Machine Learning with Stata: What Drives Currency Crises?

This is my first-ever blog on Machine Learning! A major novelty in the latest version of Stata, Stata 19, is the implementation of Machine Learning. Today, I will use the data coming from this paper to make a pedagogical demonstration.

Key Takeaways

You can run modern ML from Stata by connecting to an H2O cluster with the h2o, h2oframe, and h2oml command families; Stata talks to H2O through its REST API.
On an annual country panel (1970–2017), the currency crisis dummy is rare (≈2.63% positives), so we tune on F1 and read AUC‑PR alongside AUC. Our tuned Random Forest attains CV AUC ≈ 0.837, AUC‑PR ≈ 0.144, roughly 5.5× the random baseline prevalence (≈0.026).
Exchange‑rate stability (ERS) is the most important predictor in the forest; monetary independence (MI), financial development (FD), trade and macro controls matter too—but less. (See the variable‑importance plot below.)
SHAP values make the model interpretable at the observation level. High ERS values lower crisis risk in the model, which squares with the trilemma logic (stable exchange rates reduce crash odds when monetary conditions are credible).
The whole workflow—data prep → H2O frames → grid search → diagnostics (VarImp & SHAP)—is reproducible from a short Stata script.

What I did (in Stata)

We load a standard macro‑finance panel, define a currency‑crisis indicator, and pass the data to H2O. We then split into training and test frames and run an H2O Random Forest tuned on F1 over ntrees ∈ {40,50,60} and maxdepth ∈ {15,20,25}. The selected model uses 60 trees and depth 20.

Why H2O from Stata? H2O‑3 is an open‑source, in‑memory ML engine; Stata’s integration lets you start/connect to a cluster and build models without leaving Stata.

Why Random Forest? It is a strong, variance‑reducing ensemble for tabular data that handles nonlinearities and interactions out of the box.

Why F1 / AUC‑PR? With crises so rare (≈2.63% of observations), overall accuracy is uninformative; F1 and AUC‑PR focus the search on identifying the minority class. (Our cross‑validated AUC‑PR ≈ 0.144 is ~5.48× the base rate.)

Model metrics (3‑fold CV)

AUC: 0.8369
AUC‑PR: 0.1442
Mean per‑class error: 0.3233
Log loss: 0.1195
Best grid: 60 trees, depth 20 (F1 ≈ 0.275)

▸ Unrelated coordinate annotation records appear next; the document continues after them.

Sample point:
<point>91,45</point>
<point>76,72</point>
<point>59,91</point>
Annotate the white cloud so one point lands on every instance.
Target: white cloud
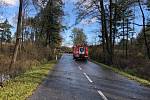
<point>9,2</point>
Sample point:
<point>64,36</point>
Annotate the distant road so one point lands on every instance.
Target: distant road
<point>76,80</point>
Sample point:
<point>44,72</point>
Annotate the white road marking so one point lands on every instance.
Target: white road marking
<point>80,68</point>
<point>102,95</point>
<point>88,77</point>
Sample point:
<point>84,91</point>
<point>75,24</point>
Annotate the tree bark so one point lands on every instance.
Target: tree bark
<point>145,38</point>
<point>17,35</point>
<point>104,26</point>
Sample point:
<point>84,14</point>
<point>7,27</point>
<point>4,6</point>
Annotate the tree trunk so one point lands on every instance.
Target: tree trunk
<point>104,26</point>
<point>127,38</point>
<point>17,35</point>
<point>110,36</point>
<point>123,34</point>
<point>145,38</point>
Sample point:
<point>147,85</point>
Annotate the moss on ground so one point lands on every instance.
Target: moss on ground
<point>22,86</point>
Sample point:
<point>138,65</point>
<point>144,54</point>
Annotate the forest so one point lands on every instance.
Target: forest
<point>38,38</point>
<point>118,44</point>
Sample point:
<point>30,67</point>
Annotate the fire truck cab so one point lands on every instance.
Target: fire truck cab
<point>80,52</point>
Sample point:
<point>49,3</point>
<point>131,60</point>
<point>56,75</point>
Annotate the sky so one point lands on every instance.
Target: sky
<point>11,10</point>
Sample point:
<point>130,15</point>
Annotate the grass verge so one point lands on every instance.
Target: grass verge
<point>135,78</point>
<point>22,86</point>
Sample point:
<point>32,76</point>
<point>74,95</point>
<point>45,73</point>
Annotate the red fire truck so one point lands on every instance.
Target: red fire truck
<point>80,52</point>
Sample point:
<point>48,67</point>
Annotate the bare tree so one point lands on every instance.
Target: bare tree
<point>18,33</point>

What drives crisis risk? Evidence from ML interpretability

1) Global importance: ERS dominates

The forest leans heavily on ERS (exchange‑rate stability), followed by MI (monetary independence) and FD (financial development). This aligns with the trilemma intuition: regimes with more stable exchange rates and credible monetary frameworks see fewer currency crashes, while shallow finance and adverse external conditions raise risk. The VarImp score captures how often and how strongly a variable reduces out‑of‑bag loss across trees; it is model‑specific and scale‑free.

2) Local effects: SHAP tells us how features move predictions

The SHAP summary shows, for each observation, the signed contribution of each predictor to the log‑odds of a crisis (red = higher normalized value, blue = lower). Two robust patterns stand out:

ERS: high ERS (red) clusters on the negative side—stability lowers crisis probability in the model.
Wide support elsewhere: MI, FD, trade openness, terms of trade, reserves, current‑account balance, and inflation proxies all contribute but with smaller magnitudes and heterogeneous signs across countries/years.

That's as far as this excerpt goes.